黒から榛色へ
障子に美雪が手をかけると同時に茂野は勢いよく声を上げた。
「松緒様、私の嫁に来て頂けませんか」
美雪は思わず障子を開く手を止めた。
止まってしまったのは松緒も同じだった。
村上も突然の茂野の言葉に瞬きだけした。自由に手足を躍らせているのは、時雨だけだった。
「は……?」
「私は妻を護ります。道徳に反することではないはずです」
「え、あの」
「そうなれば御二方も私の義兄となります。尊厳を守るために働くことに不義はないはずです」
茂野は青い目をこれ以上もなく輝かせると、互いを明確に分けていた畳縁を越えて近づいた。
「茂野様、松緒様あの……」
美雪がおそるおそる声をかける。美雪の存在に慌てたのは、松緒の方だった。
すぐ目の前まで近づいていた茂野の頬を平手で打って立ち上がる。
「と、豊山流の冗談には慣れずに困ります。では私はこれで下がります」
松緒はさっと袖を振り廊下を渡って行ってしまった。
思い切り平手打ちされて茂野は後を追うことも言葉を発することもできなかったが、美雪の前でいつまでもぽかんとしてはいられない。
「あの、今のはご冗談で?」
美雪がおそるおそる聞いてくるので、茂野は首を横へ振った。
「いえ。私は冗談が言えません」
「そ、そう、でございますよね。いえ、その驚きました」
「あのような振る舞い、品がないとお思いでしょう」
「正統な手段を踏んでいるとは到底思えませんが、乾坤一擲の思いは通じたのではないかと。ですが茂野様、松緒様は……」
「分かっております。いくら従者身分といえど稲荷神の格式を持つ御方です。分かっておりますが他に方法はありますか?」
茂野の言う方法と美雪の思う方法は、目的が違った。美雪は当然茂野が松緒と顔を合わせるための方法と受け取った。
「時雨様を仲人にするのは良いとは思えませんが、たしかにお近づきになれる方法は他にはございませんね」
だが茂野の目的は違う。
松緒や元侍従たちを救うための足がかり。
真に近づくための方法が、あの時あの瞬間茂野にはそれしか浮かばなかった。
冗談だと思われては困る。茂野はすぐに行動を移そうと心に決めた。
「支度が調ったのであれば長居はいたしません。これで失礼致します」
茂野は時雨を抱き上げると立ち上がり歩を進める。立ち止まったかと思うと、部屋にぽかんとしたまま座っている村上へ視線をやった。

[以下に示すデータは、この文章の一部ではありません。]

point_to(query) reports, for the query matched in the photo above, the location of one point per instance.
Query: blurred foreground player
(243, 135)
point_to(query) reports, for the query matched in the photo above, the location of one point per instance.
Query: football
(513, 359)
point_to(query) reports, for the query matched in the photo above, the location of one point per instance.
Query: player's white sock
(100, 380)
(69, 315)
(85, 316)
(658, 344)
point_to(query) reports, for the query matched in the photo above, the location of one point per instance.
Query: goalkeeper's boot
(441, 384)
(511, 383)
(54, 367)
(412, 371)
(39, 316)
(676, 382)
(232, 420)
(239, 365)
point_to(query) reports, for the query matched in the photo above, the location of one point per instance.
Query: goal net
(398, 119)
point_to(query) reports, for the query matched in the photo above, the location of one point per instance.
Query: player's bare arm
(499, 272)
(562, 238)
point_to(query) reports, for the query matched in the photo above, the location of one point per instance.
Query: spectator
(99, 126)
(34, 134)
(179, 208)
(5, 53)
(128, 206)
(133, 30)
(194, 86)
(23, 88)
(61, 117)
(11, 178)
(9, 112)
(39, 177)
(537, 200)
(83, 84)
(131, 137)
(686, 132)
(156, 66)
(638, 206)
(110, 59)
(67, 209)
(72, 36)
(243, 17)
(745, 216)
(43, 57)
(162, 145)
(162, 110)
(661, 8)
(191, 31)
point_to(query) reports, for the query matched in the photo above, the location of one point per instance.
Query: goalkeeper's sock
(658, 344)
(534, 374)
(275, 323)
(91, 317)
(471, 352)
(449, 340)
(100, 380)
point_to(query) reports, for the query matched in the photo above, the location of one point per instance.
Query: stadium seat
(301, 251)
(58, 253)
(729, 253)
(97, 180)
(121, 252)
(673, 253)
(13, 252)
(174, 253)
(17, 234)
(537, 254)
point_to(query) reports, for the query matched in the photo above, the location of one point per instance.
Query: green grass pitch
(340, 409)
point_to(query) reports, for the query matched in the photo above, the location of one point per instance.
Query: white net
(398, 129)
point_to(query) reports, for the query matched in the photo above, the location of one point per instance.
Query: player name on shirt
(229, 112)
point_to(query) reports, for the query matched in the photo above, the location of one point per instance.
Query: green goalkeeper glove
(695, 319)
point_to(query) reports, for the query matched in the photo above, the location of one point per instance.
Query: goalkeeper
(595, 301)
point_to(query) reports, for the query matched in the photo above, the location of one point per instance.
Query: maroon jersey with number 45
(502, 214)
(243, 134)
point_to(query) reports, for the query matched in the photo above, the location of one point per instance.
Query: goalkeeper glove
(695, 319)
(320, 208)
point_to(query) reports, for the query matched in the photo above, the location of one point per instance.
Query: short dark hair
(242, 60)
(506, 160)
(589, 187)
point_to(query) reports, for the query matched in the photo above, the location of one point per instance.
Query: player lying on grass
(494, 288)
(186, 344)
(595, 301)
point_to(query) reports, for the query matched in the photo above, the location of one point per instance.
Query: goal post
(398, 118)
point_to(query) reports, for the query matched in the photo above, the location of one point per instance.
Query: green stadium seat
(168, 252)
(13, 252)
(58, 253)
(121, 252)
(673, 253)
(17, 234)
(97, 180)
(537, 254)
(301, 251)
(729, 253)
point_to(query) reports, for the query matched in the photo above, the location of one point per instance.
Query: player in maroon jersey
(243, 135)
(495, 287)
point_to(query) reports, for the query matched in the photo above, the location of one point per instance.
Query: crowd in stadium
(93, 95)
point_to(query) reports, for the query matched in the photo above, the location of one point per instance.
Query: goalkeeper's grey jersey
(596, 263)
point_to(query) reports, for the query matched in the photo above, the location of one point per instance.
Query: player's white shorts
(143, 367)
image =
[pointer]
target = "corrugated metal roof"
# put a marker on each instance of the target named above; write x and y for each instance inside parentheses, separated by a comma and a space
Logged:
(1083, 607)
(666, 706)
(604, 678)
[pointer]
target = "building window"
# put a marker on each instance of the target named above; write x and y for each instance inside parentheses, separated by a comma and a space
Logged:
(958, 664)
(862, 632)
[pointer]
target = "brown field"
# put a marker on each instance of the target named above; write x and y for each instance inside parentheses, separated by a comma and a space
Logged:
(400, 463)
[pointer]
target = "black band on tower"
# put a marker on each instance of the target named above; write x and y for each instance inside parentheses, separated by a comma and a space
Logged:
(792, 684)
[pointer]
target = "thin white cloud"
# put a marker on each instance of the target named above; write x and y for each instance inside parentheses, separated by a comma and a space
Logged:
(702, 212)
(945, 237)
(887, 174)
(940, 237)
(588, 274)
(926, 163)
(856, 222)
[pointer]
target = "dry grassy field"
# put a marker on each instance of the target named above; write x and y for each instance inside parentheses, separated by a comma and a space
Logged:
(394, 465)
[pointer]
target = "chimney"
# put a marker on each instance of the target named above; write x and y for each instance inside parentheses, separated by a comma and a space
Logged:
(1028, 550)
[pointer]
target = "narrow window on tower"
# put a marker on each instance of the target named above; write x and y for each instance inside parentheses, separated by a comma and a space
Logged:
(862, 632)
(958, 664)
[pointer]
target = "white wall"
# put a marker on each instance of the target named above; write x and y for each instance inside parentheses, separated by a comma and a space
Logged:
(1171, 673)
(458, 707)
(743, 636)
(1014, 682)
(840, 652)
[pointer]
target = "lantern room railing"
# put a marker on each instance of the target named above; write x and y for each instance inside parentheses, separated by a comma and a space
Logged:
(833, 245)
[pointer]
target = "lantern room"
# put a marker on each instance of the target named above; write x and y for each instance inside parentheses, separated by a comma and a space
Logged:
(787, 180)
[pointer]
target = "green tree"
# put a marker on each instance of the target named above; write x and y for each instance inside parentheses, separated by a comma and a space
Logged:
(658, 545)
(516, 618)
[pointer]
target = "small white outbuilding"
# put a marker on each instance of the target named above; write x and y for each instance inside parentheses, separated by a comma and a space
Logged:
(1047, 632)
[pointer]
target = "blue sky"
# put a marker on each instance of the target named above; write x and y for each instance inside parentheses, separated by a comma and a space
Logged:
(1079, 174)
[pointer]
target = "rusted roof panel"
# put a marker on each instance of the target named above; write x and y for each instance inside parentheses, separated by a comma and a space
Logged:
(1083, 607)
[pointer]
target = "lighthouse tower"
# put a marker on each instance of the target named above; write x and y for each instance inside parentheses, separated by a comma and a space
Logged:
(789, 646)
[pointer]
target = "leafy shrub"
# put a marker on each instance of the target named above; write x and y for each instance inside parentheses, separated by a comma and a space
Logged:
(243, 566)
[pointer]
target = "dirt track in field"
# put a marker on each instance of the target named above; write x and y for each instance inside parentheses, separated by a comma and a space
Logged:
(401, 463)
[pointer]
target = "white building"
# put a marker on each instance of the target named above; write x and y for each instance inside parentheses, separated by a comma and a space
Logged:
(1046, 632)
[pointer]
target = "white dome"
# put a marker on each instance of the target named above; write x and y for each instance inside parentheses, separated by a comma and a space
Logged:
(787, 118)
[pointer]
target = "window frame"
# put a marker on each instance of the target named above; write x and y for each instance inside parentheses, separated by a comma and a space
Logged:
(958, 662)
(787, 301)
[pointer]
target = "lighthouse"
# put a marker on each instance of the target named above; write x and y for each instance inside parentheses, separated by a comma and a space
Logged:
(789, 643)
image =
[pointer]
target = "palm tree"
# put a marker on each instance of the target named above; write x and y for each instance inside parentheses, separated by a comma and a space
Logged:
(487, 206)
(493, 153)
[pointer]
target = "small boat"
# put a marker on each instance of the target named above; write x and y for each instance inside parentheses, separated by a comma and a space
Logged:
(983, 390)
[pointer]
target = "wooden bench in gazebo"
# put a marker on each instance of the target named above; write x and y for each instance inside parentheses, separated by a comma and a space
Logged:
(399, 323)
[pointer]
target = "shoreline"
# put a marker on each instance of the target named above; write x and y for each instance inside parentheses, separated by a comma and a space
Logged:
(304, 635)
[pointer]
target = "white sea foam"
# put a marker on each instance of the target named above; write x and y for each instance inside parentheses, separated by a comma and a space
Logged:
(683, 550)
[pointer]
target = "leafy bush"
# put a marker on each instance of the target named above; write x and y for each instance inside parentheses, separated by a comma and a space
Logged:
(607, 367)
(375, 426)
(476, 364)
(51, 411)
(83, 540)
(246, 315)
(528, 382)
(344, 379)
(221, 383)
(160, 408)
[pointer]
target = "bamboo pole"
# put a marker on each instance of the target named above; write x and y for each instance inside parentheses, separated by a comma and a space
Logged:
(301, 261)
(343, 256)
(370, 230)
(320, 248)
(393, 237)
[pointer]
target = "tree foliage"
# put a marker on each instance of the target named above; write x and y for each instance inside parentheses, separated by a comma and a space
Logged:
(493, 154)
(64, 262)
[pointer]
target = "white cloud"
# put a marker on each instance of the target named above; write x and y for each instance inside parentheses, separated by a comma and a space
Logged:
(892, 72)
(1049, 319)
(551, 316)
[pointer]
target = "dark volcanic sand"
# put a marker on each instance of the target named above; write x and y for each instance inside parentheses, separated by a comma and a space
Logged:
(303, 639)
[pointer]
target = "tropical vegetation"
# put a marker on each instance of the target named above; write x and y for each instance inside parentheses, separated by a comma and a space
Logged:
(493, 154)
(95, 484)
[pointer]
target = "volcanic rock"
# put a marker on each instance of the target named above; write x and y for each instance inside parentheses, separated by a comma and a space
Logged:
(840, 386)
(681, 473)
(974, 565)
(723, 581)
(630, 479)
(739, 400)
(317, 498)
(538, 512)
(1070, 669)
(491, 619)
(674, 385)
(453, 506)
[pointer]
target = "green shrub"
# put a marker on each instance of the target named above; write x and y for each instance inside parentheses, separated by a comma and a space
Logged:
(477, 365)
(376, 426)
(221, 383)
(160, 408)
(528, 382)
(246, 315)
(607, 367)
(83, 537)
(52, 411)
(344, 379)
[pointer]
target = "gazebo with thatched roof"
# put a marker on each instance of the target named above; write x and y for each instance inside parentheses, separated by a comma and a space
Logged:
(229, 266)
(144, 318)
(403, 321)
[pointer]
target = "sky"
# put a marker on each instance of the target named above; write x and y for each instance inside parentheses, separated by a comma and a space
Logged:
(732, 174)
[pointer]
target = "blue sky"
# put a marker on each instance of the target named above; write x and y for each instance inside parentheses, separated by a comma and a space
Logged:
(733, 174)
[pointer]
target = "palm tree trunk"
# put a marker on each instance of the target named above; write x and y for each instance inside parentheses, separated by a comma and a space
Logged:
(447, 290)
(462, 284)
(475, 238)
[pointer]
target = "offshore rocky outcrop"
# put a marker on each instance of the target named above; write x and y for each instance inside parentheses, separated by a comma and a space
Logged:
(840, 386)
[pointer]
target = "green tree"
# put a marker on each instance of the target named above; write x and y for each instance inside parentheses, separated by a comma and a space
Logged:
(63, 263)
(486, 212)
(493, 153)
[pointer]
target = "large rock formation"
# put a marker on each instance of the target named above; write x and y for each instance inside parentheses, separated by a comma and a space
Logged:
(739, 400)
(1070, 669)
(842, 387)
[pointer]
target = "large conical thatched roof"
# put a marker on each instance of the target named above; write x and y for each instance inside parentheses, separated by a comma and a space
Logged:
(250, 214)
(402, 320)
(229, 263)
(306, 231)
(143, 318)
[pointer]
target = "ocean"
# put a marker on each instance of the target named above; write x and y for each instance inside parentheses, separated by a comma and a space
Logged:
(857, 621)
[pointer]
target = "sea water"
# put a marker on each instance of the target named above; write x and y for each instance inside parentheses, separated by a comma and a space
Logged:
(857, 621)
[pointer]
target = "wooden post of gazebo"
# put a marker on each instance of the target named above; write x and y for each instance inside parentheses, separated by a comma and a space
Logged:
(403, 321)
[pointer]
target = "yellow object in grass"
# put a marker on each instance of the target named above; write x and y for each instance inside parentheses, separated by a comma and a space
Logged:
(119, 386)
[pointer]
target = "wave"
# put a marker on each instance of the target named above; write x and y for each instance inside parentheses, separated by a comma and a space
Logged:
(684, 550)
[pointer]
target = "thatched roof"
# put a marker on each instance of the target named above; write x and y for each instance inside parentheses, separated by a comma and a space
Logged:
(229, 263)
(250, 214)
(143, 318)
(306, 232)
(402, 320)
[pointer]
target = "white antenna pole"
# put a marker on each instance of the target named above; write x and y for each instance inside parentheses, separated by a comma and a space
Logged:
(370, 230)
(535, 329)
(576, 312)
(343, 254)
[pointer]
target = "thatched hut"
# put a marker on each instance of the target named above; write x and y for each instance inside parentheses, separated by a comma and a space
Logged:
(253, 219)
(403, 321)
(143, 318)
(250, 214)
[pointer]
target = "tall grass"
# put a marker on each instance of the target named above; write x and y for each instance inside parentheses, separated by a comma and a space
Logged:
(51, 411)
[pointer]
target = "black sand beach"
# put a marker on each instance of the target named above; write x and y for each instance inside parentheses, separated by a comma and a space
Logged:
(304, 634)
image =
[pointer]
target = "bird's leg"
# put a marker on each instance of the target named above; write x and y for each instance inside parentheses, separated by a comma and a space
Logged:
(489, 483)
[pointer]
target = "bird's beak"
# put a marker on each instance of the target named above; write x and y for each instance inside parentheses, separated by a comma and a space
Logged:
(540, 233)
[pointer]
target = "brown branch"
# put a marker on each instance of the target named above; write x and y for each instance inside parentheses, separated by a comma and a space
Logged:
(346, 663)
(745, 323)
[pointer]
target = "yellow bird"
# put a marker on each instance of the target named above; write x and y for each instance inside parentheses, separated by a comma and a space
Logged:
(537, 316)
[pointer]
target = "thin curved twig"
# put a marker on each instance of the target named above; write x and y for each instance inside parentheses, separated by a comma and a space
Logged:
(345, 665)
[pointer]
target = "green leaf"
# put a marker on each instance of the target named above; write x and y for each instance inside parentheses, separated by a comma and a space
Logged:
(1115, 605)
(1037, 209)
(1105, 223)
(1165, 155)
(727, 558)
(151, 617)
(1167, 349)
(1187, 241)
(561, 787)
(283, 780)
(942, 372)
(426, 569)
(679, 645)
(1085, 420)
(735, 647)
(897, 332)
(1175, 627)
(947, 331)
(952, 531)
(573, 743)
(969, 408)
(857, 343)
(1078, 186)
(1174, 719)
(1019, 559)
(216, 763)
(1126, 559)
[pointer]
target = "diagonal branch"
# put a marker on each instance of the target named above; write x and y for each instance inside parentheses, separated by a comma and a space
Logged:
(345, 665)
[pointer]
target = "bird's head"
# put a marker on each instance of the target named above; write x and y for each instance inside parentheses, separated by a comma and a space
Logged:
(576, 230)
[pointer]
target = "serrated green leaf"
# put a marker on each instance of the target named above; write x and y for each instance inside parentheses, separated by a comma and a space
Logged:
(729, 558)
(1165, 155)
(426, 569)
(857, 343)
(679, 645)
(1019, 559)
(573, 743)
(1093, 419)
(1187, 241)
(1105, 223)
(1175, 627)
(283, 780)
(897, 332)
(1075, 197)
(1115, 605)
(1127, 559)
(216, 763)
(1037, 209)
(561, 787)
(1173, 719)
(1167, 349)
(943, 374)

「何をやっているのかお前は。時雨様をお連れして一ノ輪へ戻るぞ」
村上は茂野の突然の求婚に頭が全くついていかなかった。
一ノ輪まであがり奥の院へ向かう途中茂野家に止め置かれ、その背を見送りそこでやっと茂野が何を言ったのかを理解できた。
「茂野様、松緒様を嫁に迎えようとされているのか」
隣で茂野を見送ったお美津がそのぼやきを聞き逃す訳がなかった。
身をかがめて村上の腕を掴むと鬼の形相で問いただしてきた。
「松緒様? 三ノ輪の豊楽殿におられる縉紳の方?」
「あ、いえ、今のは独り言でございます」
「はっきりおっしゃい! 何の為の弟子なの」
がくがくと視界を乱される。
「たしか『葵山』の御方よね。そんな身分の高い方を嫁に貰おうとされているの? いえ、もしかして婿に出ることになるかもしれないということ? きゃーそれは大事よ」
無理がある話なのでは、と村上が言おうとするがお美津は村上の反応などもう視界には入れていない。
「総領たる御方が外に出るかもしれないなんて、そんな」
分かりやすく傷ついた顔のお美津は袖で目頭を押さえて台所の方へと駆けて行ってしまう。
村上はもしかしたらこの話は色々と吹聴して『そういうこと』にしてしまった方が茂野にも有利なのではないかと村上は思った。
これは噂好きの女中が集まる台所には行かねばならない。
決して、話賃代わりに夕餉を頂戴したいからではない。